Empresa anuncia compra por R$ 90 milhões de instituição com 8,7 mil alunos em Carapicuíba e não descarta outras operações de médio e pequeno porte este ano

Por O Dia

Rio - Com o objetivo de ampliar sua presença no mercado paulista, a Estácio Participações fechou a compra — por R$ 90 milhões — da Faculdade Nossa Cidade (FNC), instituição com sede em Carapicuíba (SP) e um total de 8,7 mil alunos matriculados. Impulsionada por um cenário favorável às aquisições, principalmente de pequenas e médias instituições de ensino superior, a companhia avalia outras oportunidades no mercado, o que pode significar novas operações ainda este ano, ressalta Virgilio Gibbon, diretor financeiro da Estácio.

“O mercado deu uma congelada no primeiro trimestre, por causa das mudanças no Fies (Fundo de Financiamento Estudantil)”, diz o executivo, referindo-se ao contrato assinado na segunda-feira com a mantenedora da FNC e que vinha sendo negociado desde 2014. Vigentes desde a virada do ano, as mudanças no Fies impactaram fortemente o mercado de educação superior, forçando as instituições a viabilizar novos instrumentos de financiamento para seus estudantes, além dos oferecidas pelo programa governamental. “Ao longo do segundo trimestre, identificamos oportunidades interessantes”, acrescenta Gibbon.

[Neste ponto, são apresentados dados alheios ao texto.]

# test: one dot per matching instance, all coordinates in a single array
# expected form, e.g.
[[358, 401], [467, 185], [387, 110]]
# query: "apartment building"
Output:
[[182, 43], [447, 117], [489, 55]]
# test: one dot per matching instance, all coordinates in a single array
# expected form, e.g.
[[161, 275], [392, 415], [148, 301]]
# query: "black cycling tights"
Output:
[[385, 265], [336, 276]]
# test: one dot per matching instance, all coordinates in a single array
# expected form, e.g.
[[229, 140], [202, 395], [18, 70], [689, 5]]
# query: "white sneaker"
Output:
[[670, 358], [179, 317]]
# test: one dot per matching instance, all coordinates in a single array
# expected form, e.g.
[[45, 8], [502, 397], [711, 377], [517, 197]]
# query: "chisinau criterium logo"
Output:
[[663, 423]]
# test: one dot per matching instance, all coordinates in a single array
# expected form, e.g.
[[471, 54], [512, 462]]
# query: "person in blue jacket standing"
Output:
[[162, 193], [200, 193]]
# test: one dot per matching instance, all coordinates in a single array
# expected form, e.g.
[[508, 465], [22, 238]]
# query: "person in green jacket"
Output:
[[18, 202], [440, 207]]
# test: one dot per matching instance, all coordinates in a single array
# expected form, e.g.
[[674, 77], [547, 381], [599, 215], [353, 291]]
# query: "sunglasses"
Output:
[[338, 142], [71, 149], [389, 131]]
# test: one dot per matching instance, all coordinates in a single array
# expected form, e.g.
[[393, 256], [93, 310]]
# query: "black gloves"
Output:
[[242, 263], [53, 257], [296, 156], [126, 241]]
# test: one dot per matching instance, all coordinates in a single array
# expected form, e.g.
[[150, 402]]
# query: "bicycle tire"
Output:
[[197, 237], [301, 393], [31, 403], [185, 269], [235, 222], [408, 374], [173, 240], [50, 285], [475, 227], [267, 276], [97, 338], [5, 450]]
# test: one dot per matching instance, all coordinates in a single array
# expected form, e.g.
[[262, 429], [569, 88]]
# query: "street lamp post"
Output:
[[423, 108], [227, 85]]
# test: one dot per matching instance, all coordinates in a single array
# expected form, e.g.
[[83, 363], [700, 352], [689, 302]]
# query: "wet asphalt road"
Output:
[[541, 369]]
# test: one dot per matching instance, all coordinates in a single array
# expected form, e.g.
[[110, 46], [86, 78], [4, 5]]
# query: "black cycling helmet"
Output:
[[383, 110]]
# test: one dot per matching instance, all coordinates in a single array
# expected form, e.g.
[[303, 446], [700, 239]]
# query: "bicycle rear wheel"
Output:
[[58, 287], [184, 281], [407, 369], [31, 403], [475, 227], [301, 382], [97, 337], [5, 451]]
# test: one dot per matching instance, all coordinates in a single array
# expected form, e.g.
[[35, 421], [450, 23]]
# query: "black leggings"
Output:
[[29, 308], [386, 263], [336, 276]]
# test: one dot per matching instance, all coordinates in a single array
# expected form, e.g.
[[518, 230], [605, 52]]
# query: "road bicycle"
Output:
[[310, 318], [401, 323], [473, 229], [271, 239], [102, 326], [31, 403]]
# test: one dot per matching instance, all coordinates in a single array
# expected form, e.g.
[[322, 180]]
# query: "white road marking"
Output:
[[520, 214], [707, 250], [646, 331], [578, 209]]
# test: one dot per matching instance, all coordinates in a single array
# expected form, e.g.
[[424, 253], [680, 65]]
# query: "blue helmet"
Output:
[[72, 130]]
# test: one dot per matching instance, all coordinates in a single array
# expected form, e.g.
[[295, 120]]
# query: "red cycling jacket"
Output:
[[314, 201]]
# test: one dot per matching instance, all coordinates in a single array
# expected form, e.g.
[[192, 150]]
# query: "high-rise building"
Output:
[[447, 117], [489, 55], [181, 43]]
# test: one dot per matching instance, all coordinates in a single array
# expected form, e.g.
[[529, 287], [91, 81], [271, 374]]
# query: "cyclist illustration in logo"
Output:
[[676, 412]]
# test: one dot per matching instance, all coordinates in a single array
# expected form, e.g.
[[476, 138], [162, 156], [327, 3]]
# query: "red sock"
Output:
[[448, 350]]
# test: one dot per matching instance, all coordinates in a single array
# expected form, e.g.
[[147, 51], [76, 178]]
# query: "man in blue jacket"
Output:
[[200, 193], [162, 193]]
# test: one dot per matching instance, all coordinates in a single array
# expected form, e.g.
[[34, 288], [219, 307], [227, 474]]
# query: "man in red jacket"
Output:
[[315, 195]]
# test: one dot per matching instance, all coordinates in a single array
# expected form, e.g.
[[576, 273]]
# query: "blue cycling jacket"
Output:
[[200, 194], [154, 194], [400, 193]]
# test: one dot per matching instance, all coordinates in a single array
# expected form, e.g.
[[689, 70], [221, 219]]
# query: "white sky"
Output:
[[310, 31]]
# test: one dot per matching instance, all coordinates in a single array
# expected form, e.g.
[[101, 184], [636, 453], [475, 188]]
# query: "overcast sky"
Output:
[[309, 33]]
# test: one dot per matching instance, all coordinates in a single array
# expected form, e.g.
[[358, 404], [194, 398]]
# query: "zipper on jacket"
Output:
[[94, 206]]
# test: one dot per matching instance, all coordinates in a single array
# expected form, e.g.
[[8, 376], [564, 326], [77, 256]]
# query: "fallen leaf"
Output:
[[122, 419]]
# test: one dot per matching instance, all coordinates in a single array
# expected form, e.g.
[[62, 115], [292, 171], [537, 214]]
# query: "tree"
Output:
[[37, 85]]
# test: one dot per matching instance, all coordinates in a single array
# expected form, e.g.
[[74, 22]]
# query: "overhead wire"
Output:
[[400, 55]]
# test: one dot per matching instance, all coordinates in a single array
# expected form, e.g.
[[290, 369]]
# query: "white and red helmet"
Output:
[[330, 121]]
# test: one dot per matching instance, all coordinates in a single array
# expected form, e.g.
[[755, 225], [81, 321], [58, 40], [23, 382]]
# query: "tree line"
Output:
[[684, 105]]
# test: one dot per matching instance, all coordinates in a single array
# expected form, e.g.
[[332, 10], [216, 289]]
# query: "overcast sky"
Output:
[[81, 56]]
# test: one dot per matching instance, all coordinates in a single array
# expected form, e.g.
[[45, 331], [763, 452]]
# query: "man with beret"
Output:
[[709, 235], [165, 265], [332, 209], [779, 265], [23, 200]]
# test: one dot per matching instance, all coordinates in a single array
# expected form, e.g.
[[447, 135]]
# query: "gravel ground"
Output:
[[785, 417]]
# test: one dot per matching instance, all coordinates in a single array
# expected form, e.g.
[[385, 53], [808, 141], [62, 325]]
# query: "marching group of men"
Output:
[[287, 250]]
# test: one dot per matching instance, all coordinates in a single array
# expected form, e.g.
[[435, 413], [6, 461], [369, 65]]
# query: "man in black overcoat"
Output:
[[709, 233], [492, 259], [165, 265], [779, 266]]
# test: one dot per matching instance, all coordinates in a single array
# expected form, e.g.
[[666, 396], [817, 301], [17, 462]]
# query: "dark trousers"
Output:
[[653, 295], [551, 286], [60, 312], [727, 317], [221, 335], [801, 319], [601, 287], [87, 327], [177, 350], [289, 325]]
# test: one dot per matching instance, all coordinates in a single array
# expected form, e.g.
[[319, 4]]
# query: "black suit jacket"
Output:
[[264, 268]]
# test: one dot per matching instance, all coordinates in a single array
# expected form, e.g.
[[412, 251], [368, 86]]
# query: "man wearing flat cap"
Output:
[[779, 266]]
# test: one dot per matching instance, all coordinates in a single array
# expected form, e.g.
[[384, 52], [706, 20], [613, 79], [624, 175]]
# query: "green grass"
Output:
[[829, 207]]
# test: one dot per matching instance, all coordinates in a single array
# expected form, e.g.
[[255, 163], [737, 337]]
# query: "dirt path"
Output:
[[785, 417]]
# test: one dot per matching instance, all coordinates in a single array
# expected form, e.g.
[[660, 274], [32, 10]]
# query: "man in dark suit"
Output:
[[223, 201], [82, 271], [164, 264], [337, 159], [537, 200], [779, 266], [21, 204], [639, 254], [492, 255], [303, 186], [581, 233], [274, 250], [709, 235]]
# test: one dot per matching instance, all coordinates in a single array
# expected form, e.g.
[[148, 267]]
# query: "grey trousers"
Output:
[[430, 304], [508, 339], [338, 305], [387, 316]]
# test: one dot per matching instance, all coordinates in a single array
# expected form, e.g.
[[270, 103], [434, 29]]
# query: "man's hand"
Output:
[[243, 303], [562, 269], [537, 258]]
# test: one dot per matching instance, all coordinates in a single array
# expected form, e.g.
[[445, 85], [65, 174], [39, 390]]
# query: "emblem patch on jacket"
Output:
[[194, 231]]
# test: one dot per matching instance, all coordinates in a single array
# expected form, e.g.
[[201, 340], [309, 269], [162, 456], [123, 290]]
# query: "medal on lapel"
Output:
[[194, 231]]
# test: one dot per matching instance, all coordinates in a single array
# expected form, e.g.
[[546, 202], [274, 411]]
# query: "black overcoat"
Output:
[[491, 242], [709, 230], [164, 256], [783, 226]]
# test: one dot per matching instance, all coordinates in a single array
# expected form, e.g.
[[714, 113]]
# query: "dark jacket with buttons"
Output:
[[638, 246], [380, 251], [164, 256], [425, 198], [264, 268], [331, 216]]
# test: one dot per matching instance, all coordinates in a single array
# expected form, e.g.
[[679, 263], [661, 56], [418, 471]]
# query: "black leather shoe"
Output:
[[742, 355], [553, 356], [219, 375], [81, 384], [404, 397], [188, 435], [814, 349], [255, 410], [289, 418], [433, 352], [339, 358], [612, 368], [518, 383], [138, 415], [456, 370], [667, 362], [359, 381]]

Pelos termos do contrato, a Estácio pagará 52% do valor total na data de fechamento do negócio — parte em dinheiro e parte por meio de assunção de dívidas. Os 48% restantes serão quitados em quatro parcelas, ao longo de 42 meses. “Com a chegada a Carapicuíba, segunda cidade mais populosa da microrregião de Osasco, próxima a importantes centros como Barueri, Cotia e Jandira, a Estácio segue firme com o seu plano de crescimento em São Paulo”, afirmou Rogério Melzi, diretor-presidente do Grupo Estácio, em nota. No mercado paulista, a empresa tinha até agora apenas quatro unidades com mil a 1.500 estudantes cada uma: Cotia, Ibiúna, Vila dos Remédios e Santo André.

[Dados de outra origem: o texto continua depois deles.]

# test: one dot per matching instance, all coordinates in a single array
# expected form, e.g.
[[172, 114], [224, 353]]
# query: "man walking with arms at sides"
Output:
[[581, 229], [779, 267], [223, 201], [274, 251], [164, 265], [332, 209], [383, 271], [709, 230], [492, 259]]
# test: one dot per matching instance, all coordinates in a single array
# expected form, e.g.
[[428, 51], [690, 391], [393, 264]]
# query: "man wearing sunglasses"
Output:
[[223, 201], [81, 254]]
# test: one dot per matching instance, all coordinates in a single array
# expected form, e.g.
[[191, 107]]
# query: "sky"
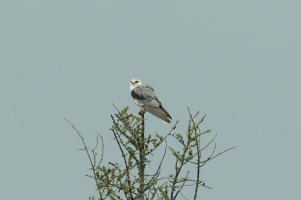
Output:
[[237, 61]]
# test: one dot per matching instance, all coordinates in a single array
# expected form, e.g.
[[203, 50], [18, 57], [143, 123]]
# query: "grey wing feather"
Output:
[[149, 101], [147, 96]]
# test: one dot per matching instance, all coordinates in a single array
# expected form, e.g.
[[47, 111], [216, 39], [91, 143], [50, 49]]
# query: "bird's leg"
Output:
[[141, 112]]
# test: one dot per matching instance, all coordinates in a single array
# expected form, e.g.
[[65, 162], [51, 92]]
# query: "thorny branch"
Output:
[[137, 148]]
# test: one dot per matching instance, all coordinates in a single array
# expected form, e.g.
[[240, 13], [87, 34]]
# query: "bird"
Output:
[[144, 96]]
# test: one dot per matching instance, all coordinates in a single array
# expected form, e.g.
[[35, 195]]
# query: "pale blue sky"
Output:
[[238, 61]]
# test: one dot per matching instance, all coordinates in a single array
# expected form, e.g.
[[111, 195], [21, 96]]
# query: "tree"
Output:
[[129, 179]]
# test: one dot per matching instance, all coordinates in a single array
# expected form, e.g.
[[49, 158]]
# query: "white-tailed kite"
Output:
[[145, 97]]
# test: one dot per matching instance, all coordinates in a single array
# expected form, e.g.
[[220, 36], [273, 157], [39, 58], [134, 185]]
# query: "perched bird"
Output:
[[145, 97]]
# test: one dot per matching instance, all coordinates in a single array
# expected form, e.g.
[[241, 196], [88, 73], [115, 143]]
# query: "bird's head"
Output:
[[134, 83]]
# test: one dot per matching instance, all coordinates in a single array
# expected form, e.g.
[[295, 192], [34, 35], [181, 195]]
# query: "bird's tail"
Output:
[[159, 112]]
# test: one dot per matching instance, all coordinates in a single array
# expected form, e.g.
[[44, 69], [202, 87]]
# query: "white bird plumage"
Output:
[[145, 97]]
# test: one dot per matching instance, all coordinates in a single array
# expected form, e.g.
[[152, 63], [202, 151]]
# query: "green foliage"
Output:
[[129, 180]]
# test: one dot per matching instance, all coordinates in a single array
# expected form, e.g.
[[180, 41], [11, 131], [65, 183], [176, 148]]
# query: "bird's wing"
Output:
[[146, 97]]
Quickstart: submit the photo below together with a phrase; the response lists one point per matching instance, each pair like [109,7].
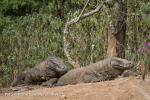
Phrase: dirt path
[119,89]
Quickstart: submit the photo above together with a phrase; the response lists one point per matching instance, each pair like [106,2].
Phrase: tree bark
[117,31]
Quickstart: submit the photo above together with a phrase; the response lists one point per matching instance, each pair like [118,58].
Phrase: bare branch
[75,20]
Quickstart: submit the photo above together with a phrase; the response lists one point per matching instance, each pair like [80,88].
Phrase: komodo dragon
[49,70]
[106,69]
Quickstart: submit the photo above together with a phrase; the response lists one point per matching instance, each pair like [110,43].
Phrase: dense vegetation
[31,30]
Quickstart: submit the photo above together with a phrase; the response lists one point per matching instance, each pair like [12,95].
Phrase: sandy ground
[119,89]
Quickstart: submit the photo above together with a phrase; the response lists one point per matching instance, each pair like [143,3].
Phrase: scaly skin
[106,69]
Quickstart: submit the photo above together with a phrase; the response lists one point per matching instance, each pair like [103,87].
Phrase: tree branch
[75,20]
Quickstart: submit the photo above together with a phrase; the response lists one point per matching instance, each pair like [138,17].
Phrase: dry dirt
[119,89]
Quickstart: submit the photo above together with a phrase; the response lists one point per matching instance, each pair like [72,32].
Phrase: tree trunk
[117,32]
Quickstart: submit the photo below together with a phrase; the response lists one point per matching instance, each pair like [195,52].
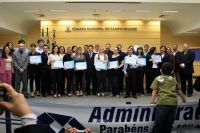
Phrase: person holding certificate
[130,72]
[69,71]
[34,70]
[62,86]
[90,74]
[121,73]
[100,63]
[54,60]
[152,70]
[165,57]
[78,58]
[140,71]
[6,66]
[45,73]
[115,63]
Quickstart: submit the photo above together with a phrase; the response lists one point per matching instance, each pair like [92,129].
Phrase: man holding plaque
[90,71]
[21,61]
[130,72]
[45,73]
[115,64]
[68,61]
[34,70]
[187,58]
[100,62]
[80,66]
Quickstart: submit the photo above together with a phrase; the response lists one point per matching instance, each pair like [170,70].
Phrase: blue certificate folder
[35,59]
[113,64]
[142,61]
[80,65]
[102,65]
[69,64]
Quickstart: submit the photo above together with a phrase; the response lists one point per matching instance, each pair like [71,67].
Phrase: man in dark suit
[19,107]
[45,73]
[164,56]
[176,65]
[187,58]
[121,73]
[90,72]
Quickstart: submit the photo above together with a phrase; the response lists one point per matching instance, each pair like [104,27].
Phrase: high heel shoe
[77,93]
[81,93]
[55,96]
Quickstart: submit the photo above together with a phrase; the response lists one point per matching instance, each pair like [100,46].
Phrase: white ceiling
[186,21]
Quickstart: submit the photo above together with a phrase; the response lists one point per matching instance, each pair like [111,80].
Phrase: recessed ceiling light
[42,19]
[170,11]
[88,10]
[114,10]
[57,10]
[30,11]
[191,32]
[143,11]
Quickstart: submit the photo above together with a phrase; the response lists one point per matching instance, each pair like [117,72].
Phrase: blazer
[44,65]
[188,60]
[90,61]
[21,60]
[177,61]
[3,66]
[166,58]
[34,129]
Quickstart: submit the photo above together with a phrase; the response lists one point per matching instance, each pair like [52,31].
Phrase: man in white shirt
[39,49]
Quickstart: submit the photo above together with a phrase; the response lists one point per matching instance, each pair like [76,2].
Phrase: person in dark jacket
[90,71]
[34,72]
[187,58]
[140,72]
[45,73]
[165,57]
[69,73]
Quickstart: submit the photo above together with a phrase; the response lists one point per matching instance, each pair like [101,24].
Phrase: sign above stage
[100,28]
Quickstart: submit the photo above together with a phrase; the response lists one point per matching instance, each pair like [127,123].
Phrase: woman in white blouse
[55,60]
[100,60]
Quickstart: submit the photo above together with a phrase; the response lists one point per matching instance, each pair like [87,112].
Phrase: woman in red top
[6,66]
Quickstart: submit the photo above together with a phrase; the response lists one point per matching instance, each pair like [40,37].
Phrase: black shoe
[26,96]
[44,95]
[134,96]
[87,94]
[126,96]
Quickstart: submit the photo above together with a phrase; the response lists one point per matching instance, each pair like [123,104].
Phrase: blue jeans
[165,116]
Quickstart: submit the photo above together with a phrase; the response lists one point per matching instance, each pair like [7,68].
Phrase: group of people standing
[130,68]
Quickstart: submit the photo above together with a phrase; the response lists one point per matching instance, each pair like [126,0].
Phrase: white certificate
[156,58]
[113,64]
[101,65]
[141,61]
[58,64]
[131,60]
[35,59]
[81,65]
[69,64]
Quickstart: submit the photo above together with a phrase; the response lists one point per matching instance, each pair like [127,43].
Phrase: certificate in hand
[131,60]
[113,64]
[69,64]
[141,61]
[156,58]
[58,64]
[102,65]
[81,66]
[35,59]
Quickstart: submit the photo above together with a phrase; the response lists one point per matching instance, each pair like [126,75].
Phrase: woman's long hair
[4,56]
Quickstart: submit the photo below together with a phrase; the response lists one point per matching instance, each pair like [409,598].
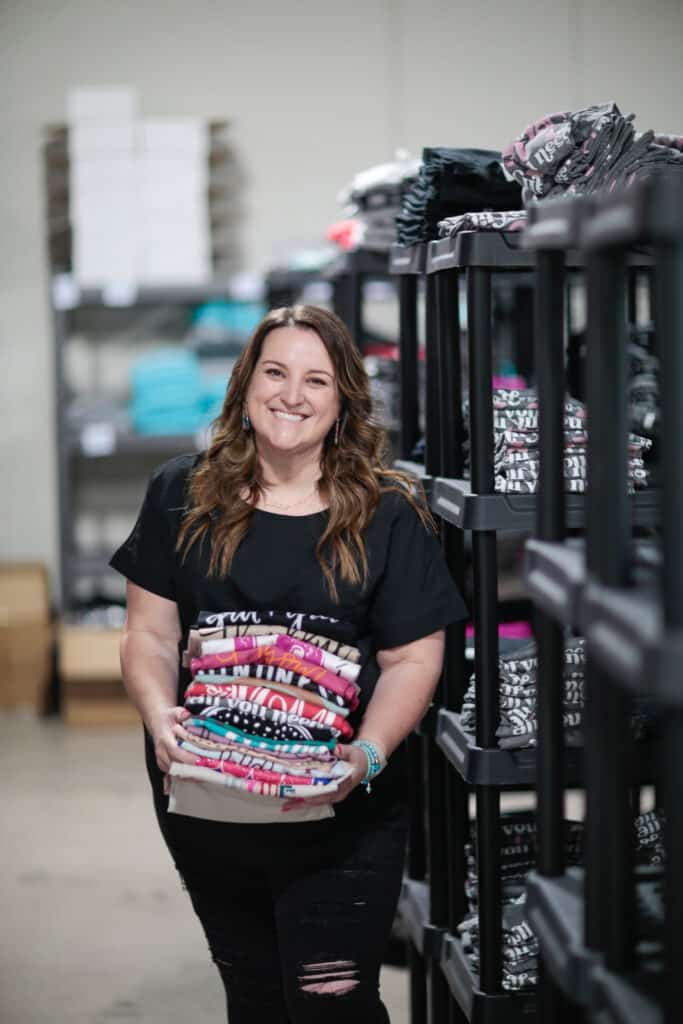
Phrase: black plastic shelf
[623,1000]
[555,910]
[555,577]
[414,908]
[502,251]
[124,444]
[368,261]
[408,259]
[488,250]
[457,504]
[623,630]
[479,1008]
[493,766]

A expectativa da Estácio é de que, com a FNC, seja possível alcançar parte de um público de dois milhões de clientes potenciais na região do Arco Metropolitano de São Paulo, formado majoritariamente pelas classes C e D. A Faculdade Nossa Cidade oferece mais de 30 cursos, entre graduação, graduação tecnológica e pós-graduação. Cerca de 17% da base de alunos de graduação recebem recursos do Fies. “A faculdade tem 16,5 mil vagas já autorizadas pelo MEC (Ministério da Educação)”, destaca Gibbon. A FNC aguarda autorização do ministério para operar cinco cursos a distância em 20 polos, dos quais 18 já foram visitados e receberam avaliação positiva.

Na opinião de Ricardo Kim, analista-chefe da corretora XP Investimentos, a aquisição da FNC é marginalmente positiva para a Estácio e coerente com a estratégia já desenvolvida anteriormente. “A Estácio privilegia um crescimento inorgânico um pouco menor do que as outras empresas do setor”, resume Kim. “Levando em consideração o total de alunos, tanto no ensino a distância como no presencial, a FNC representa um acréscimo de menos de 2% à base da Estácio.”

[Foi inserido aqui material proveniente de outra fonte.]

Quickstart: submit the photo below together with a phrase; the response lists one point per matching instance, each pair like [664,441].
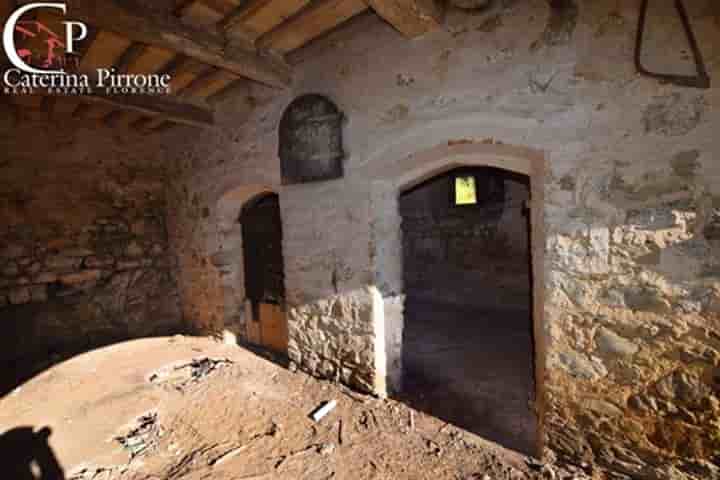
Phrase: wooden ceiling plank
[105,51]
[412,18]
[201,15]
[258,17]
[209,84]
[130,19]
[151,60]
[311,22]
[184,72]
[172,108]
[130,56]
[153,123]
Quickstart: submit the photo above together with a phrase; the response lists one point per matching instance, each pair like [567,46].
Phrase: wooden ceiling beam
[412,18]
[128,18]
[257,17]
[172,108]
[314,20]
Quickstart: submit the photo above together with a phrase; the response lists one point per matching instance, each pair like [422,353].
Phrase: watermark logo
[53,62]
[46,58]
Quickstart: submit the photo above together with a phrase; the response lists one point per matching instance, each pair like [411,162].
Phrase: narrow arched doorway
[264,272]
[468,349]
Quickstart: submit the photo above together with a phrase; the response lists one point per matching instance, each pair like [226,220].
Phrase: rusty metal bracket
[701,79]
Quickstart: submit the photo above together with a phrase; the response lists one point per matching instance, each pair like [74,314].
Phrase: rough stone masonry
[625,187]
[84,257]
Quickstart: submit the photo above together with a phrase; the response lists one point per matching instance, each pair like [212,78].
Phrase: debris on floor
[323,410]
[243,417]
[143,437]
[179,376]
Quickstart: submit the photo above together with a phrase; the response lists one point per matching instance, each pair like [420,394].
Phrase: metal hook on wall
[701,79]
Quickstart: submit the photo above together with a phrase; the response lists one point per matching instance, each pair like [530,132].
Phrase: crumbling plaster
[629,191]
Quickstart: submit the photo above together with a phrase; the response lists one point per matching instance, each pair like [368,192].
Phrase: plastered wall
[629,199]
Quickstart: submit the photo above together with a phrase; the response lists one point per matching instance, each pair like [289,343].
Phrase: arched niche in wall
[311,140]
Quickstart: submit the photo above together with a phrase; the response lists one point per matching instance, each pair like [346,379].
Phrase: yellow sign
[465,193]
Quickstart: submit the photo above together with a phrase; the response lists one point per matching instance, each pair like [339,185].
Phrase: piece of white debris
[323,410]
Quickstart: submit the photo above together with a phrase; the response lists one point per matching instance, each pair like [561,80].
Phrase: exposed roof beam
[412,18]
[311,22]
[169,107]
[256,17]
[130,19]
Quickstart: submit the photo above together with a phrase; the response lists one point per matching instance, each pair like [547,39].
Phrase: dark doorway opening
[264,272]
[468,347]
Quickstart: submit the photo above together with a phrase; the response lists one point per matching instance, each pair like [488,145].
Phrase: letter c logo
[9,36]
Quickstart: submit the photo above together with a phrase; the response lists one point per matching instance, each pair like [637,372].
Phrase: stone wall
[84,257]
[470,255]
[629,334]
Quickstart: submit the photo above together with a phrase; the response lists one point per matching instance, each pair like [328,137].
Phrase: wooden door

Os planos de expansão geográfica da Estácio incluem presença física nas cem a 120 cidades brasileiras mais relevantes do ponto de vista populacional e econômico. Atualmente, a companhia atua presencialmente num total entre 50 e 60 centros urbanos. “São Paulo continua a ser um alvo onde queremos ter share (participação). Mas a Estácio gosta de oportunidades no Norte e no Nordeste”, indica o CFO da companhia.

Em maio deste ano, das 63 operações de fusões e aquisições realizadas no país, somente 4% envolveram empresas do setor de educação, segundo relatório da empresa de auditoria e consultoria PricewaterhouseCoopers (PwC). A tendência é de que, no segundo semestre, o mercado se aqueça um pouco mais. “O mercado de educação passou o primeiro trimestre tentando perceber quais seriam a mudanças pós-Fies”, diz Christian Gamboa, sócio da PwC responsável pelas áreas de Private Equity e Educação. Para o executivo, o nível de exposição das instituições ao Fies e a capacidade de buscar outras fontes de financiamento vão ditar o ritmo das fusões e aquisições no setor. “Se as grandes empresas estão tendo que buscar alternativas ao Fies, imagine as pequenas”.

A compra da FNC pela Estácio ainda precisa ser analisada pelo Conselho Administrativo de Defesa Econômica(Cade).